Vox Medicus


This section of DOC-Line is devoted to editorials from members of the Medical Staff. If you wish to submit an editorial, contact Dr. Matt Miller (matthew.miller@wchn.org).

In this edition Dr. Charles Herrick, Chair, Department of Psychiatry writes about Physician Burnout

Physician Burn Out: Avoid the noise.

There are a couple of well-known experiments on stress response: Train a rat to avoid shocks by having it press a lever and then remove the lever and watch a massive stress response develop. Give the lever back without it being connected to the electric shock, and the rat's stress response attenuates. With humans, the psychologists substitute shocks with loud noxious noises and levers with buttons. Those who have a button, even if the button is not connected or is not even pressed, have lower blood pressure than those who do not. Having a sense of control is one important part of how we react to stress. Remove this and disaster looms. Numerous occupational studies have born this out. High demand, low control jobs are a recipe for high stress and low morale. Over time it leads to burn-out and all the chronic health conditions that now consume most of our clinical time.

Noise, that noxious experimental stimulus, is a good way to summarize the stress that we as physicians are increasingly subject to in our professional lives. The "noise" here is the noise of information-overload provided to us and demanded from us by the ever encroaching presence of the computer.

As a resource for information, the computer overloads us with unreliable and irrelevant data, overwhelming our attention with pointless news bits, advertisements and emails. Try locating and reviewing a progress note generated by the EMR today and we can spend endless hours searching for the information we need. As a demand for information, we have become data entry "clerks", whether to meet "quality" or "productivity" metrics. Now, the button or the mouse click is perversely turned into another generator of noise. Is it any wonder why we feel we have lost control and rates of burnout are reaching unprecedented levels? To paraphrase Nate Silver's book, we have lost the signal of our calling from the noise of information.

So how do you cope? Turn off the noise.

First, regularly remind yourself why you chose your career. It was for a devotion to learning and the challenge of mastery; it was a commitment to service. Believing there is a better career out there is the "grass is always greener effect". To quote a recent piece by Alain de Botton when writing of marriage, "Choosing whom to commit ourselves to is merely a case of identifying which particular variety of suffering we would most like to sacrifice ourselves for....We should learn to adopt a more forgiving, humorous and kindly perspective...." (Why You Will Marry the Wrong Person, NYT, May 26, 2016). In this case your "partners" are your specialties. And learning to "adopt a more humorous and kindly perspective" is exactly what is needed. If you can't remind yourself why you do what you do by thinking it then remind yourself by doing it. Get involved with global health. Spend time practicing in a less privileged country. It will reinvigorate both your sense of purpose and that your problems are trivial by comparison.

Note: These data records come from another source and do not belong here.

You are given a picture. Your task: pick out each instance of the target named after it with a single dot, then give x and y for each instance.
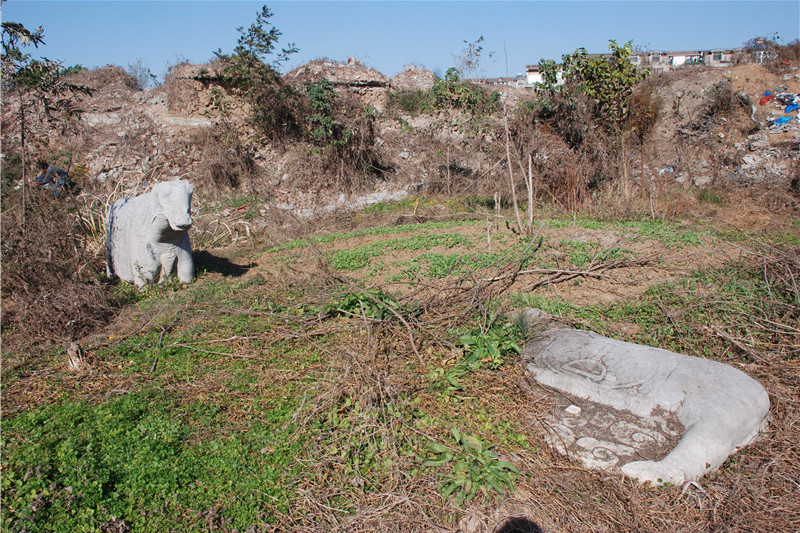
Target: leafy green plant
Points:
(246, 71)
(475, 467)
(453, 93)
(326, 131)
(372, 303)
(492, 347)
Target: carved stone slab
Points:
(657, 415)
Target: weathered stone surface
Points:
(147, 236)
(637, 401)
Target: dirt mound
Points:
(352, 73)
(414, 77)
(104, 80)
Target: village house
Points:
(661, 61)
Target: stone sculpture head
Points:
(175, 203)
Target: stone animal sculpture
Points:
(147, 236)
(720, 407)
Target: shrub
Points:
(51, 274)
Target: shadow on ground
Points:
(519, 524)
(204, 260)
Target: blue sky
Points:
(387, 35)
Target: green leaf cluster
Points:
(372, 303)
(492, 347)
(475, 468)
(326, 131)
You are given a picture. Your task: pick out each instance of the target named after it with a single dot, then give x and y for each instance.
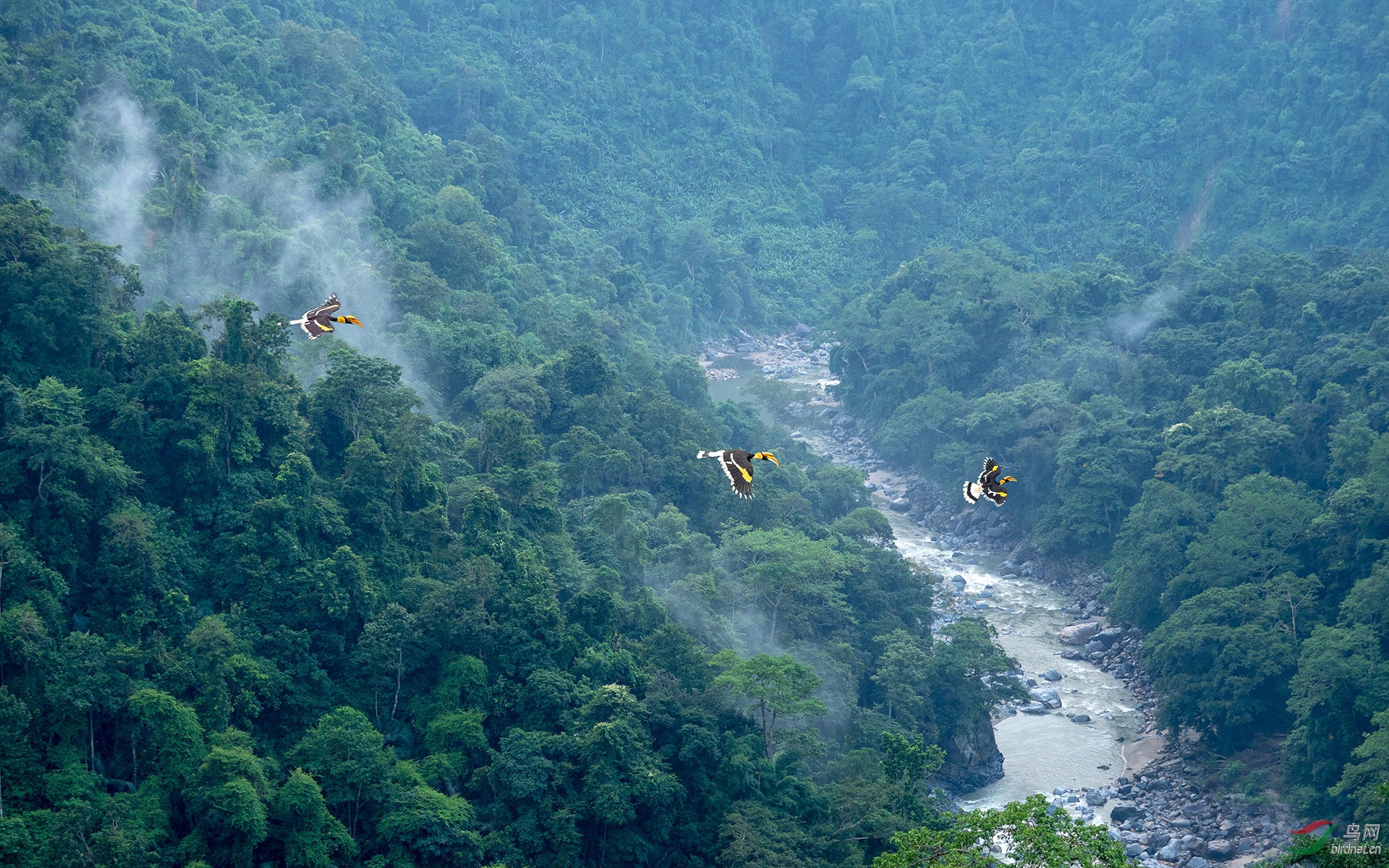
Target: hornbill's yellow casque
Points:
(988, 485)
(320, 321)
(738, 464)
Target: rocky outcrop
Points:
(1079, 634)
(972, 759)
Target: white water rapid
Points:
(1040, 752)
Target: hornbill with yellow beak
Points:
(738, 466)
(988, 485)
(320, 321)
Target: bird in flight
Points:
(988, 485)
(738, 466)
(320, 321)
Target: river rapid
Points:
(1040, 752)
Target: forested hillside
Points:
(451, 590)
(246, 621)
(1213, 431)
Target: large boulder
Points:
(1046, 696)
(1079, 634)
(972, 759)
(1110, 637)
(1220, 849)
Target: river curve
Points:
(1040, 752)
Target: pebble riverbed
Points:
(1085, 739)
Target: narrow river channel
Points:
(1040, 752)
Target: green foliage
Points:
(778, 688)
(1223, 664)
(474, 593)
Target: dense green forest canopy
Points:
(451, 590)
(1215, 433)
(246, 621)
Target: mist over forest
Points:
(451, 590)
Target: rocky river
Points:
(1085, 739)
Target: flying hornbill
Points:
(738, 466)
(988, 485)
(320, 321)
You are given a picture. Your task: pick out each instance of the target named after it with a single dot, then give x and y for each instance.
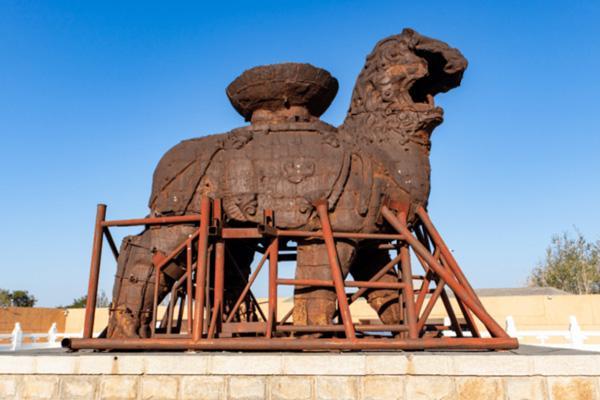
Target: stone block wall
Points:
(413, 376)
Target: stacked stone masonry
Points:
(300, 376)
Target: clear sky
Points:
(93, 93)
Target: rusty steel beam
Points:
(90, 304)
(202, 265)
(151, 221)
(336, 270)
(458, 289)
(357, 284)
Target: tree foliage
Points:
(79, 302)
(16, 298)
(571, 264)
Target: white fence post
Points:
(575, 331)
(52, 334)
(16, 337)
(511, 327)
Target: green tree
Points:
(571, 264)
(79, 302)
(16, 298)
(5, 299)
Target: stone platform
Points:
(529, 373)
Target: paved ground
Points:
(524, 350)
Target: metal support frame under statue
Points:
(247, 326)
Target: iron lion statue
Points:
(287, 159)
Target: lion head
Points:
(402, 75)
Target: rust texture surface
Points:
(345, 195)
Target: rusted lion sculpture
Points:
(287, 159)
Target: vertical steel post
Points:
(201, 269)
(90, 304)
(273, 272)
(408, 292)
(336, 271)
(188, 283)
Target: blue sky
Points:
(93, 93)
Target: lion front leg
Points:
(316, 306)
(384, 301)
(133, 290)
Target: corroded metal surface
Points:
(289, 172)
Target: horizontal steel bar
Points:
(153, 221)
(282, 344)
(340, 328)
(358, 284)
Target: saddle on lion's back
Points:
(284, 161)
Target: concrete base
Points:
(529, 373)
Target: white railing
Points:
(20, 340)
(574, 337)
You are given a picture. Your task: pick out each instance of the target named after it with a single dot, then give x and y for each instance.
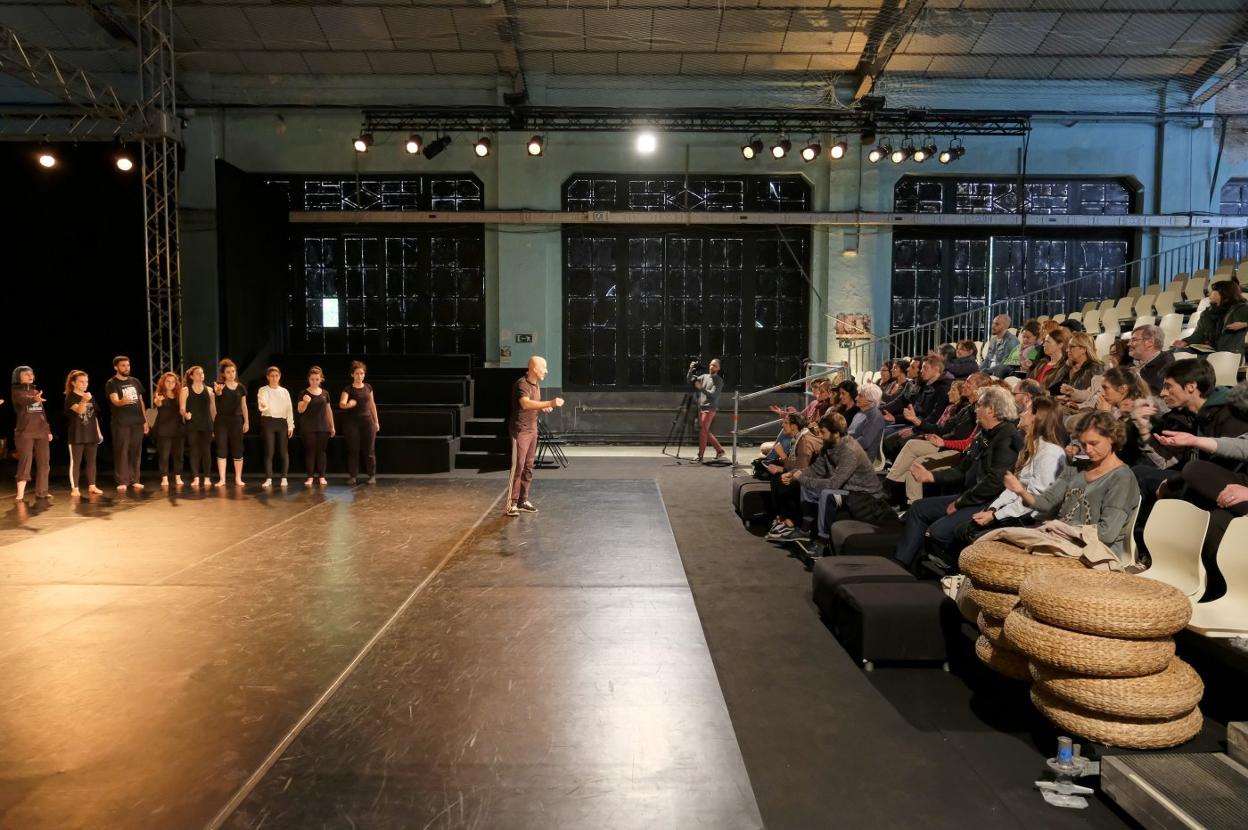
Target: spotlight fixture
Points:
(753, 150)
(436, 146)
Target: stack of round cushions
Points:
(996, 571)
(1102, 655)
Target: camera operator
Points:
(706, 393)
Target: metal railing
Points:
(975, 325)
(826, 368)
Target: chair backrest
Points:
(1174, 534)
(1226, 367)
(1172, 325)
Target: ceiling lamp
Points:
(753, 150)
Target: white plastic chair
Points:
(1227, 617)
(1174, 534)
(1226, 367)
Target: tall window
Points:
(940, 273)
(640, 302)
(387, 288)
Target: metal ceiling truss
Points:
(548, 119)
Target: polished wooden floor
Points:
(390, 657)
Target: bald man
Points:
(522, 423)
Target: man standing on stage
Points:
(522, 423)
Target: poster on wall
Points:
(853, 326)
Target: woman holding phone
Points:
(84, 434)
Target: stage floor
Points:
(388, 657)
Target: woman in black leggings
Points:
(361, 424)
(170, 428)
(316, 426)
(199, 410)
(231, 422)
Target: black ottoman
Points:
(892, 620)
(831, 572)
(859, 538)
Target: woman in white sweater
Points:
(1038, 466)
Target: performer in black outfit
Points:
(316, 427)
(231, 422)
(31, 434)
(170, 428)
(82, 433)
(199, 410)
(361, 424)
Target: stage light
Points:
(436, 146)
(753, 150)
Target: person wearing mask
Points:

Second, ignore and turn off the meaningless information. All of the "dangers" you are bombarded with are infinitesimally small when applied to your little world here along the Route 7 corridor. Divorce yourselves from the audience of viewers and commentators, especially the commentators who complain about you and everything else. It is mostly illusory. Carve out a piece of every day for yourself, not out of obligation but out of desire and devotion. Choose something you can do daily, that you can become passionate about and escape to. Choose a community to do it with. They will support and motivate you. What you choose is less important than the fact that you enjoy it and the people you do it with. A passion supported by a community outside of work and home plays a powerful role in preventing burn-out.

Third, focus on what you can control. You can't change the ACA, meaningful use, PQRS, CPT coding or MACRA. But you can certainly voice your opinions in whatever forum you feel is necessary. More importantly, regaining control is not about your work load as about your work design, about the supports you have to perform it, and about whether your leaders are authoritarian or authoritative, slave drivers or resources. If the former you need to speak up. Life is too short to work under those conditions. It is also about making the processes more predictable. Ask leadership to support you in designing your work and not the other way around. In that regard build in flexibility. After all, it all boils down to time or money. You have to be able to trade one for the other depending upon your own needs and desires. You need to create a win-win for both yourself and your practice. It is the difference between feeling like an employee and feeling like you own the practice. Take ownership and regain control!